I often think about death, most particularly those awful throbbing seconds before it, that tiny glance of moment where you – you, your brain, you id and your ego, they all realise together that this is the last breath, and flood your body with adrenaline – that creeping feeling up your body, toes to throat, of the last of the life of you escaping. And I always think: that sounds bad. Dying, I think, I could cope with. But the few seconds of panic just before death: no, not for me. That doesn’t sound fun at all.
Thankfully I have devised the perfect way to die, and all I need is a basketball court, like 200 guns and a bunch of lasers.
So first you get a basketball court. I figure like a basketball court at a secondary school over summer, that sort of thing.
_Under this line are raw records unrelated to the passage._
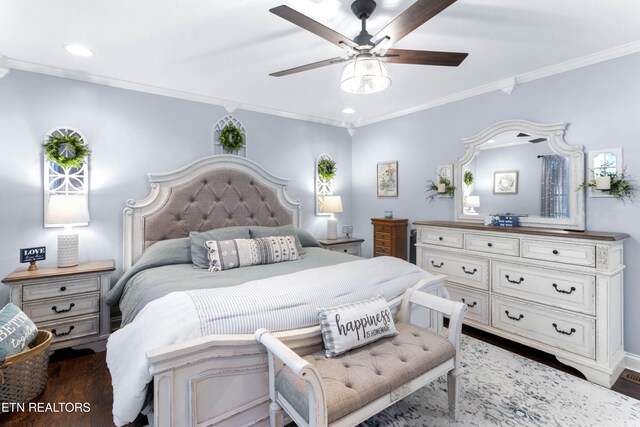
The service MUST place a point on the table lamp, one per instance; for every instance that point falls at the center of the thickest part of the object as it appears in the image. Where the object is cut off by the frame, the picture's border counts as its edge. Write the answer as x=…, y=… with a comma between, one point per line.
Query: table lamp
x=66, y=211
x=331, y=205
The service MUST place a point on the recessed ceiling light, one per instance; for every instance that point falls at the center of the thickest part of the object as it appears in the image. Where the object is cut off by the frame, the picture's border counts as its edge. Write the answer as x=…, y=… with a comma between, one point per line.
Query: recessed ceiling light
x=79, y=50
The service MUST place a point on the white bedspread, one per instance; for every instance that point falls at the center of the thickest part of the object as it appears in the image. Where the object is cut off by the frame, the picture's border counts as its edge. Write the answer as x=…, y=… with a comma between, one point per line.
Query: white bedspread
x=277, y=303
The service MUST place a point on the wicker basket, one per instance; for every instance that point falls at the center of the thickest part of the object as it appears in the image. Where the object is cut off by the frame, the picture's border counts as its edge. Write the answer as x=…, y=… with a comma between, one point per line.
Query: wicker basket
x=24, y=375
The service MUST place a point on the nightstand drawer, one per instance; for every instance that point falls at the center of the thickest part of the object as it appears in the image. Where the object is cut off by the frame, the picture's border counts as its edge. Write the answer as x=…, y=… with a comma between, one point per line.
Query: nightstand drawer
x=72, y=328
x=60, y=308
x=60, y=288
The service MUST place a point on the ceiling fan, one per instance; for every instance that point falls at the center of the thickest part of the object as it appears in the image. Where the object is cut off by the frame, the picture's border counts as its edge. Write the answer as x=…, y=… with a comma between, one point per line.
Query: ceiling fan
x=367, y=55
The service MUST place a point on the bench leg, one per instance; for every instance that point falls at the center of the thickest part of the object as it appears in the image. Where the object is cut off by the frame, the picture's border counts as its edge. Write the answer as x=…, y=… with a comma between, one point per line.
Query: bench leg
x=452, y=389
x=276, y=415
Somewhere you can really let loose, and also die. Where you won’t be interrupted or anything like that. Put some bulletproof metal down at the half court line. That’s when you get your 200 or so guns: rifles, pistols, anything with a decent medium-range, anything that can splatter shrapnel through your head and guts. Aim all the guns at the half court line. Figure out some sort of relay system so they all go off at once.
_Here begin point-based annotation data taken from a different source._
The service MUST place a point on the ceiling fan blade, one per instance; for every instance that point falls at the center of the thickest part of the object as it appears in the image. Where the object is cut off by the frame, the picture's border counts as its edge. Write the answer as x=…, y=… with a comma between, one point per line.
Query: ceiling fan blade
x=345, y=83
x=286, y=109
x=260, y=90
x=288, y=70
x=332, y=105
And here’s what you attach that trigger to: the basketball hoop. But you use detection lasers or whatever so, if the rim shudders or vibrates in any way, the guns do not go off. The guns only fire if you get a perfect swoosh.
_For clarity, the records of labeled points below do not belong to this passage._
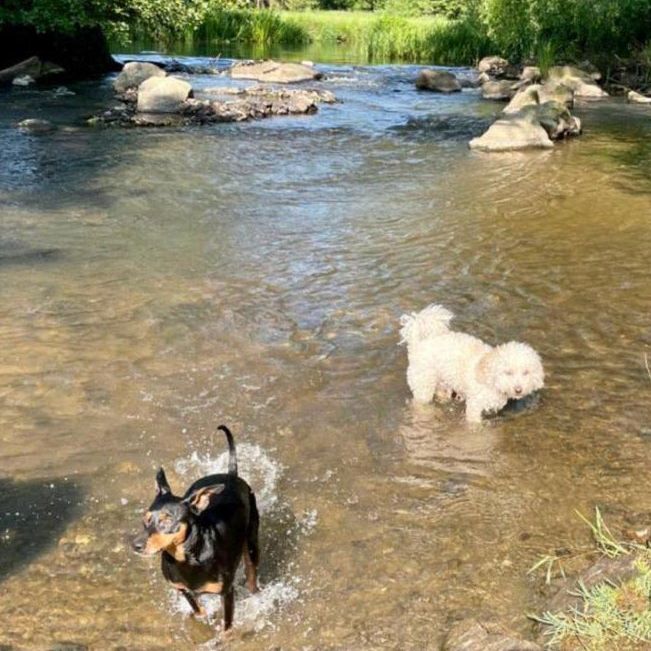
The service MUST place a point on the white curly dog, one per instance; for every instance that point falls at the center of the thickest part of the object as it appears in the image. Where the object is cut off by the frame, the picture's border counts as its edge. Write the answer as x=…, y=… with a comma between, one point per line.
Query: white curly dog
x=444, y=364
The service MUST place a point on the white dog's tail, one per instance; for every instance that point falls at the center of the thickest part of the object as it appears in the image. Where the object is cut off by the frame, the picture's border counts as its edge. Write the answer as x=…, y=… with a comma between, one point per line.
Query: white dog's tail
x=432, y=321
Please, take a moment to imagine your death:
You, having driven your car off the end of a pier in a jealous rage after you find your wife in bed with her lover, whisky drunk and crying, crying and snotting, and veering, you steer the vehicle off the pier and into the sea, where the cold water hits up your nose like concrete, or—
You, having turned up two minutes to closing at Chick-fil-A, order their most expensive and complex chicken meal, the one that means the already overstretched and overworked staff have to fire up the fryers again that they had just started wiping down to make it, and they hand it to you with surly brows 15 minutes later, and yeah yeah the meal is good and everything – big up the Polynesian sauce – but also something seems off, somehow, you swear one of the patties was pink in the middle, and so it turns out to be, a crippling case of E. coli, you bent and doubled by your toilet, all night and all day, depleted of fluids, I mean it is spraying out of both ends of you like a Catherine wheel, and you are exhausted, and coughing, and pale, and losing you are pretty sure blood, and there is the acrid taste of vomit in your nose, and you are going light headed, dizzy, and hold on, is this it, are you d—
You, having lost all your riches on a single 32 red blackjack bet at a high rolling casino, you out of your mind with that one, you thought it would be a thrill but you lost it all, you flew to Las Vegas for this, you were seduced by the glitz and the glamour and the free Scotch and the low-plunged dress-wearing women, how will you tell your wife the house is gone, how will you look her in the face, and you are on the top floor of The Palazzo, full tux, and you think you will flutter to the ground but in practice it feels overwhelming, the ground rushing up to meet you, no stop, you didn’t mea—
Or my way, where I spend a relaxing hour or two trying to score perfect swooshes, because scoring a perfect swoosh is the most awesome feeling not only in sport but in all of life, it is a hundred thousand orgasms at once, it is winning every lottery in the world, and yeah alright it’s taken me a few hours of rim bounces and straight up air balls to get here and I’m sweating a little, slightly clammy, but I can feel myself warming up, it’s coming, and bounce, bounce, arch the toes, bounce, this one feels good, oh this one looks good, oh it’s marvellous, oh my god, it’s dipping, it’s dipping, and—
Swoosh
And for one perfect second I feel elation.
And then the guns explode my body into atoms.
Who in the world knows best how to die? It is me. I know best how to die. Golby: 3; Life: 0.